Materials and Methods
2
This retrospective study included all patients with malignant carinal stenosis treated with a customized Y‐shaped metal self‐expanding stent at the University of Campania Luigi Vanvitelli in Naples between January 2020 and December 2024. Patients underwent bronchoscopy and high‐resolution chest computed tomography (HRCT) beforehand, to provide reliable data for customizing the stent size (Figure 1). Preoperative evaluations, conducted by the anesthesiologist and the thoracic surgeon, included chest CT, total body PET‐CT, and an endoscopic examination which confirmed neoplastic infiltration at the carinal and endobronchial levels.
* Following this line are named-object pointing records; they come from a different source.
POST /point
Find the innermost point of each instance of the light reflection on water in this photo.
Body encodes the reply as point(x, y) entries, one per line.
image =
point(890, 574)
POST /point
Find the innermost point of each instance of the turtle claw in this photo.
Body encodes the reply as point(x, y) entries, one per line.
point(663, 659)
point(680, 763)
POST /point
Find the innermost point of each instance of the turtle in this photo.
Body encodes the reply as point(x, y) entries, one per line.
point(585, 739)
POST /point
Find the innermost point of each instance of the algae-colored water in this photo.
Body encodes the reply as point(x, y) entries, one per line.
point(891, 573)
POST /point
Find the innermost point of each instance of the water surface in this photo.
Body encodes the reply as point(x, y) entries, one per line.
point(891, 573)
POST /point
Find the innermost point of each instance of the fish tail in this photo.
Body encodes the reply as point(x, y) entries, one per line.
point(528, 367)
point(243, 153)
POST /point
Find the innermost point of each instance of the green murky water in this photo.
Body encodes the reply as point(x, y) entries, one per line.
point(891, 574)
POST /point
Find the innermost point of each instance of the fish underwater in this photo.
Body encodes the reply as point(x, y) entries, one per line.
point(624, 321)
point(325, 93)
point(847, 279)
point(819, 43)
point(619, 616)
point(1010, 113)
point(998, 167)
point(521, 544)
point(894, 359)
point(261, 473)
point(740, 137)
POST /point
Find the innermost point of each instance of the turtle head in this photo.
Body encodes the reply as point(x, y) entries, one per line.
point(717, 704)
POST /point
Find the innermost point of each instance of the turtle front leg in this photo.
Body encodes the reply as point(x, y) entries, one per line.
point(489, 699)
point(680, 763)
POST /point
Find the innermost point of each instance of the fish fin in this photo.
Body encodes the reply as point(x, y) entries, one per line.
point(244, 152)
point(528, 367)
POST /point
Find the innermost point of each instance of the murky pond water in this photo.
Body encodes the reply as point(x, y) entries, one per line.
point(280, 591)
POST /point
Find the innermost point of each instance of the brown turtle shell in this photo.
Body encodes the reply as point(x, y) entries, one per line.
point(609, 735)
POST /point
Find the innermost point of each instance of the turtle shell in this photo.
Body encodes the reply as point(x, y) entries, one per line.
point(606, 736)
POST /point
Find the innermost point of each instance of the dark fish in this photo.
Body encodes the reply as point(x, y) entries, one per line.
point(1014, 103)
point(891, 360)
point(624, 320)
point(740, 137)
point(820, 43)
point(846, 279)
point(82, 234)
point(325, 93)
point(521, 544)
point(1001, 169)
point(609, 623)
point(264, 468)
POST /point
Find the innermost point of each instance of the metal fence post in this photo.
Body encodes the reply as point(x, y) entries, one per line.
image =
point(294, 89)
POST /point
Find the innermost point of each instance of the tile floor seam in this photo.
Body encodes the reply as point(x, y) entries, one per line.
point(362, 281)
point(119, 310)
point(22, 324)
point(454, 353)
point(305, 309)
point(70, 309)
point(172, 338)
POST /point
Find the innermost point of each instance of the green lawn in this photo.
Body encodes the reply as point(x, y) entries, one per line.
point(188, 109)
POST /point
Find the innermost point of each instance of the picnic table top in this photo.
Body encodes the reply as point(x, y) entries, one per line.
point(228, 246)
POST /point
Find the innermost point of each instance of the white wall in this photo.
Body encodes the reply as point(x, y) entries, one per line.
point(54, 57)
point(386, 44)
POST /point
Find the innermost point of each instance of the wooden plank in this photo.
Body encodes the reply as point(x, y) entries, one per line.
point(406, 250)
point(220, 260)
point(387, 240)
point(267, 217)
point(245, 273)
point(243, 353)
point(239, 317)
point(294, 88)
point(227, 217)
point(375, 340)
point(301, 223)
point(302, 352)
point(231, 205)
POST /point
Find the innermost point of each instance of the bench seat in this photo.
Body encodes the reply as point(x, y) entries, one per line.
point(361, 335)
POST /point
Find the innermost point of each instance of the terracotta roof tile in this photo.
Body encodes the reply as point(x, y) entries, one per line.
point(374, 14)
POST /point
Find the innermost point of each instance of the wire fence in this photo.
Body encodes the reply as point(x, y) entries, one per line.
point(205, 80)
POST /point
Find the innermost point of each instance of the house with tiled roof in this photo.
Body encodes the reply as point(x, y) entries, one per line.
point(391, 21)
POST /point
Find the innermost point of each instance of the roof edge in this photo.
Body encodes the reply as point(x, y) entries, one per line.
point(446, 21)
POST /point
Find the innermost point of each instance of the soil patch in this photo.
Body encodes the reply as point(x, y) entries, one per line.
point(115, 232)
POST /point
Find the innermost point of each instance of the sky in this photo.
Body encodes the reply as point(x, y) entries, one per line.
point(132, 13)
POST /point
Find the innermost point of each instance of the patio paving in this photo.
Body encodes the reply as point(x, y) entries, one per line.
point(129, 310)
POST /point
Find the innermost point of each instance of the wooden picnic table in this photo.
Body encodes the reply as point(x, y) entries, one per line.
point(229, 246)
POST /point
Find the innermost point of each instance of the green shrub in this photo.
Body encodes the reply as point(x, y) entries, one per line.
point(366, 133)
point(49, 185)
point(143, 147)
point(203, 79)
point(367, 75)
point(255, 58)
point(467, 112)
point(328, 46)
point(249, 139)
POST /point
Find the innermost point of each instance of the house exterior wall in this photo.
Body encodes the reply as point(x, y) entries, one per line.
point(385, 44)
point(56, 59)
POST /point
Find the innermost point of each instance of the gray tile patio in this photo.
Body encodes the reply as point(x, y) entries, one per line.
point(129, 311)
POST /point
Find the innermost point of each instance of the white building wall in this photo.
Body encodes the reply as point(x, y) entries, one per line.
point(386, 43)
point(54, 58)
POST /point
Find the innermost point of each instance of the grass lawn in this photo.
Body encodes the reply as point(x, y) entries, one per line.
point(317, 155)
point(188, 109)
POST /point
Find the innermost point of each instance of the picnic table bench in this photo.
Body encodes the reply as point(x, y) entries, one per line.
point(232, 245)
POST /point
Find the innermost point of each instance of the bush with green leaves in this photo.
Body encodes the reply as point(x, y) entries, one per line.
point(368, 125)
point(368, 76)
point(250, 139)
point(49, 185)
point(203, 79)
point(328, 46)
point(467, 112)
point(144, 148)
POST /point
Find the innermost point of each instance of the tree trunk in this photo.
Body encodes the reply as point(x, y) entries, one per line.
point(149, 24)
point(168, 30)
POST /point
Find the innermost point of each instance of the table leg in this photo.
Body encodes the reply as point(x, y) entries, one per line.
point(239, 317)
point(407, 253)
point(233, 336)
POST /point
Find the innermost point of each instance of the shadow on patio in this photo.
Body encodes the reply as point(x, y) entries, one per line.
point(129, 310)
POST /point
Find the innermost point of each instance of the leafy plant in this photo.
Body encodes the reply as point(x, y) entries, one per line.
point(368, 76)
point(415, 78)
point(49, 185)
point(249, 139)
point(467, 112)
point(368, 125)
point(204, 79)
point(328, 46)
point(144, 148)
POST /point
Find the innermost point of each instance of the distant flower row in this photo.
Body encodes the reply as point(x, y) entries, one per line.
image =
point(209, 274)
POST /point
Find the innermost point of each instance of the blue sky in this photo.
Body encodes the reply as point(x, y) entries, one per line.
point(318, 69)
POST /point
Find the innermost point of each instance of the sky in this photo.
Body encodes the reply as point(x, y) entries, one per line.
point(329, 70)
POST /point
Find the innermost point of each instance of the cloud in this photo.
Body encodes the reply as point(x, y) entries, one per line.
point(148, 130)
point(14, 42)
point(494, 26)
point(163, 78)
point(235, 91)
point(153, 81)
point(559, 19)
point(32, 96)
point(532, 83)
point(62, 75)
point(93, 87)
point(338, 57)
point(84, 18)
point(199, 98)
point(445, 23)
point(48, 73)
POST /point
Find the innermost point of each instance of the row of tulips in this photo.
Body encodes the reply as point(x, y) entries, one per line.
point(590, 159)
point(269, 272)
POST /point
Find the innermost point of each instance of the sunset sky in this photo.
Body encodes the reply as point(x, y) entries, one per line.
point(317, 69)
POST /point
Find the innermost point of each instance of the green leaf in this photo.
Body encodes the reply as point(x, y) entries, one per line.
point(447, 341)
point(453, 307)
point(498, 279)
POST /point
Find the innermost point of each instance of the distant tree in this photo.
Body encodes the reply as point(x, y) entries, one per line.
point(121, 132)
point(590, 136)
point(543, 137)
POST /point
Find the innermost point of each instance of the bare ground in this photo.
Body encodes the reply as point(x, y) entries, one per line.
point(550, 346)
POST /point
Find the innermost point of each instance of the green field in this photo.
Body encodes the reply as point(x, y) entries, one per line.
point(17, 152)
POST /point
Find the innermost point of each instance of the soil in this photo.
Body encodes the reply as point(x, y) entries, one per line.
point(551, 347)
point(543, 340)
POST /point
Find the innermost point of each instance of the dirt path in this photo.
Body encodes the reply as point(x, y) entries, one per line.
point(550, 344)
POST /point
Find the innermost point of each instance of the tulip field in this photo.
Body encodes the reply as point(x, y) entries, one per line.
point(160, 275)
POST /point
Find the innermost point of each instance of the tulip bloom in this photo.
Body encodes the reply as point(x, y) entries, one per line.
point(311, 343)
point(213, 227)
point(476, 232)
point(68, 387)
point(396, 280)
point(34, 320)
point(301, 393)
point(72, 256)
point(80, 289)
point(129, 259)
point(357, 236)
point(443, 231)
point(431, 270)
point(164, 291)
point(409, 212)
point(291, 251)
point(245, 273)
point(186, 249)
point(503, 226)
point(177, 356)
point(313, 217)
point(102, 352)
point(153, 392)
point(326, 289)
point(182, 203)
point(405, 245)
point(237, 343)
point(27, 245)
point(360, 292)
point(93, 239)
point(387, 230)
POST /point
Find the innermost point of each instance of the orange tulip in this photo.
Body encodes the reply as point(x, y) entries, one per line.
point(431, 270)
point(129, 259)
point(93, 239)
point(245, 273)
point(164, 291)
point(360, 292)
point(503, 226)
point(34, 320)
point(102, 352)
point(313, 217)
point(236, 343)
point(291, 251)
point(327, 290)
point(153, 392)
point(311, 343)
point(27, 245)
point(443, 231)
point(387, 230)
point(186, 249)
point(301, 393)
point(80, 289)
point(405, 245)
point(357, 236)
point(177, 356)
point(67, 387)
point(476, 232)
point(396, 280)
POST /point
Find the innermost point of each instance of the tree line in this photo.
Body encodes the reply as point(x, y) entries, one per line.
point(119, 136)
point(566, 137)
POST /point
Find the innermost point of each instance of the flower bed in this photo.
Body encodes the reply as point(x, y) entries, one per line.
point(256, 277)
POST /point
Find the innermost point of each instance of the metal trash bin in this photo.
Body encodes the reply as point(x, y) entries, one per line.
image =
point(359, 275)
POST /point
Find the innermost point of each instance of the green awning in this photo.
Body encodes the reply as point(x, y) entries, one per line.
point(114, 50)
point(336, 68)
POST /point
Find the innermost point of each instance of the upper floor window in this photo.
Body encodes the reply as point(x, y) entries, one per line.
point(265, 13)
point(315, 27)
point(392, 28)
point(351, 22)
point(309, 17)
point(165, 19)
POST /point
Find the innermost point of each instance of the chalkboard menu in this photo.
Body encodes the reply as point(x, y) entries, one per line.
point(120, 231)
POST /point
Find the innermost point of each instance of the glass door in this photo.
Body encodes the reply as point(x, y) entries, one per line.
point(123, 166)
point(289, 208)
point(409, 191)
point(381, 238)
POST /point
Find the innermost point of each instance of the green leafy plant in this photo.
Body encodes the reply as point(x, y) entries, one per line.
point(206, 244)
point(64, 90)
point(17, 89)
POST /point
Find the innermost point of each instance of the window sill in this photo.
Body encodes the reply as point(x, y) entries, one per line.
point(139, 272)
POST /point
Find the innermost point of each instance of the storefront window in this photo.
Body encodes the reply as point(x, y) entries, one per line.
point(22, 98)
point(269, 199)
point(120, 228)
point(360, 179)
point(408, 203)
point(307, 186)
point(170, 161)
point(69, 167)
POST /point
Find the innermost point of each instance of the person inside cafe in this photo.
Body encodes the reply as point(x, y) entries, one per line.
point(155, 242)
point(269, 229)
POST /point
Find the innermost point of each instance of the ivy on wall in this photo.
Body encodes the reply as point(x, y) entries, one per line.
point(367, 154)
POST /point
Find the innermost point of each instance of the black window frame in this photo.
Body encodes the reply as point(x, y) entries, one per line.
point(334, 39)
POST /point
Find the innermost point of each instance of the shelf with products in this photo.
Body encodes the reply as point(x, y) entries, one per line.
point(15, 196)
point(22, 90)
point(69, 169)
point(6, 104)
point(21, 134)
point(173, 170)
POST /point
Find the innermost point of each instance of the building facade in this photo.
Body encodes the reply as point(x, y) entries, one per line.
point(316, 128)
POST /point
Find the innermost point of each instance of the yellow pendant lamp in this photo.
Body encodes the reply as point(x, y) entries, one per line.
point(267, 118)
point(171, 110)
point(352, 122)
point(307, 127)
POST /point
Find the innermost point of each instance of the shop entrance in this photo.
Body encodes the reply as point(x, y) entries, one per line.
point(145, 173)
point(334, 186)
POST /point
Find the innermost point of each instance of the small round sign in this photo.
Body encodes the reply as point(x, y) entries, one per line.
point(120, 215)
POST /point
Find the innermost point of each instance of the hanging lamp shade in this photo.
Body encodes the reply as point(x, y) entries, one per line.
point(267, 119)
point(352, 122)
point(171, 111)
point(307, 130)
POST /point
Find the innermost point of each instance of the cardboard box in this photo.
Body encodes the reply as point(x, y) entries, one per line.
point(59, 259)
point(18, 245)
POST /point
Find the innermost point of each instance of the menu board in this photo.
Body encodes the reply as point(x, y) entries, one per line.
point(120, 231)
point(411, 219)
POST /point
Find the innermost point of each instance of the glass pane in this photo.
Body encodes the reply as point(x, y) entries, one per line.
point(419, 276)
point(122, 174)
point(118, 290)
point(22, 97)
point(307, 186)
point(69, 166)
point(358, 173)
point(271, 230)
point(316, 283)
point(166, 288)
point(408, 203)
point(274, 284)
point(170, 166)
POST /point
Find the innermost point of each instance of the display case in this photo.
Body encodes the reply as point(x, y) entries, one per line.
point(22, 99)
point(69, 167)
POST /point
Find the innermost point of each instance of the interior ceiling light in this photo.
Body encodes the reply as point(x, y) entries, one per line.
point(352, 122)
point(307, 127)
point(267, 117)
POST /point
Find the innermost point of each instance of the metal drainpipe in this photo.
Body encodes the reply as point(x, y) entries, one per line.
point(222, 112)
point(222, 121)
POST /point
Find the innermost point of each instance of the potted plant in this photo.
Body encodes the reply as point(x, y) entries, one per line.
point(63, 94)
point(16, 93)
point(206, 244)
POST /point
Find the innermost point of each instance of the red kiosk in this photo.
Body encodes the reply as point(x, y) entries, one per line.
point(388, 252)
The dimensions of the self‐expanding Y‐stent were customized for each patient based on a comprehensive pre‐procedural assessment of the airways. This involved precise measurements obtained from HRCT scans, which provided detailed anatomical data on the length of the stenotic segment, the diameters of the trachea and main bronchi proximal and distal to the obstruction, and the carinal angle. These CT‐based measurements were subsequently integrated with and validated by direct visual assessment and measurement during flexible bronchoscopy. The bronchoscopic evaluation was crucial for confirming the dynamic characteristics of the stenosis and ensuring accurate in vivo sizing [4, 5, 6].
Multislice spiral computed tomography (MSCT) scan of the chest were performed to provide reliable data for stent selection and size customization. (A) Pre stent‐placement and (B) post stent placement.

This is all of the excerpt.